Rulemaking and Policy Initiatives
The FTC is actively engaged in establishing baseline privacy standards, proposing rules to clarify the Health Breach Notification Rule for health apps and strengthen COPPA.
The agency has also initiated discussions to explore regulations addressing harmful surveillance and inadequate data security practices.
Through these comprehensive efforts, the FTC emphasized they aim to enhance consumer protections and hold companies accountable for their data practices.

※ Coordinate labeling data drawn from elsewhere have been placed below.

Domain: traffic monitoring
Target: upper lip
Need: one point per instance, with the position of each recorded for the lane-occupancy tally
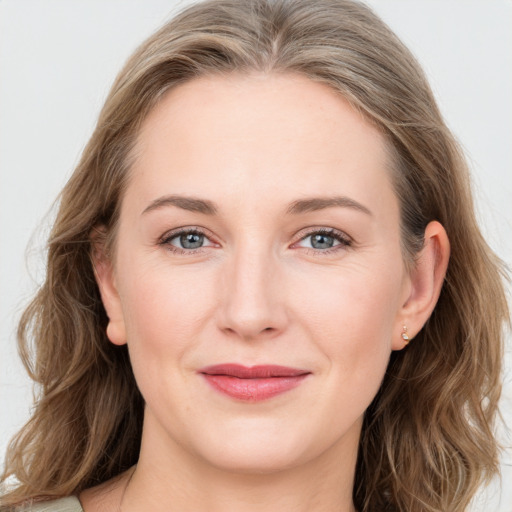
(252, 372)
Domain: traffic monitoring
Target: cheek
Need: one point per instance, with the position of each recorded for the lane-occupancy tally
(163, 308)
(351, 315)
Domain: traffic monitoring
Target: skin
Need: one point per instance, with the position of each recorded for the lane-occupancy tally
(259, 291)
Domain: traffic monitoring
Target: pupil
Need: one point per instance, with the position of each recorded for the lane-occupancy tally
(322, 241)
(191, 241)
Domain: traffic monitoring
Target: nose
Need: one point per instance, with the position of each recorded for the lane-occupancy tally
(253, 295)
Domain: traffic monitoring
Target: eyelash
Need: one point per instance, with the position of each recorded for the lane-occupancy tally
(344, 240)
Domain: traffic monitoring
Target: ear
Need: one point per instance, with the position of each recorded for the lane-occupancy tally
(105, 278)
(425, 282)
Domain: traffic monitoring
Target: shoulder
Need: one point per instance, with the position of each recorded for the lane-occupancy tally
(68, 504)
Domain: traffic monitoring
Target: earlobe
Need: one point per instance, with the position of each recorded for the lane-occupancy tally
(426, 281)
(105, 278)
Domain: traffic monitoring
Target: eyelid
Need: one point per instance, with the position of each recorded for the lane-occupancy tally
(345, 241)
(165, 239)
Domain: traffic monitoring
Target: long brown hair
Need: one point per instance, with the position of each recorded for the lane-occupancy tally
(427, 441)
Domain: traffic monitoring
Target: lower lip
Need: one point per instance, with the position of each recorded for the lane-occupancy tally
(253, 390)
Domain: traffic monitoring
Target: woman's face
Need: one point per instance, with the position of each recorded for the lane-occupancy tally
(259, 227)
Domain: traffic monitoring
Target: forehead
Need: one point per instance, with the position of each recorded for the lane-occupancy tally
(238, 136)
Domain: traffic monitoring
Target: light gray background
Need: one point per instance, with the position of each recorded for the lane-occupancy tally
(59, 57)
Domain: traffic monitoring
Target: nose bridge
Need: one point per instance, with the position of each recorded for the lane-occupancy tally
(252, 302)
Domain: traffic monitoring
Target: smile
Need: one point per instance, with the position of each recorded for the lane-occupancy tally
(253, 384)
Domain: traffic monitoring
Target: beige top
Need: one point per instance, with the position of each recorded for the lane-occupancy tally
(69, 504)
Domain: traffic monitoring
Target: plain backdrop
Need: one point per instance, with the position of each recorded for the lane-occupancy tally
(59, 57)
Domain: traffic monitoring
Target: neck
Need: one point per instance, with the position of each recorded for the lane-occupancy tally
(173, 480)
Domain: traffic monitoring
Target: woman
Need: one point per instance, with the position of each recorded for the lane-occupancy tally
(266, 287)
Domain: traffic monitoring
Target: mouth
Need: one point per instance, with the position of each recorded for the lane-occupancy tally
(253, 384)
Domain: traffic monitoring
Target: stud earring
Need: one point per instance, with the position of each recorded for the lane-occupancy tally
(405, 335)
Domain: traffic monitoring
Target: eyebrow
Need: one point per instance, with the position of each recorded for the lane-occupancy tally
(319, 203)
(206, 207)
(191, 204)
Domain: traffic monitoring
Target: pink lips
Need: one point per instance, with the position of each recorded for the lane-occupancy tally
(255, 383)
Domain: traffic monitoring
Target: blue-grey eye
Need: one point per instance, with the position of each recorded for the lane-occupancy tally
(190, 240)
(322, 241)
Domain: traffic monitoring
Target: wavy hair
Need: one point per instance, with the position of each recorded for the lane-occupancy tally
(427, 441)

We expect to see more enforcement actions from the FTC, and it is clear from the update that the FTC will continue to emphasize the importance of brands safeguarding consumer data they collect and closely monitor its sharing and usage practices.
(Image Credit: iStock Photo)
This article is for information purposes only. It is not intended to be and should not be relied on as legal advice for any particular matter.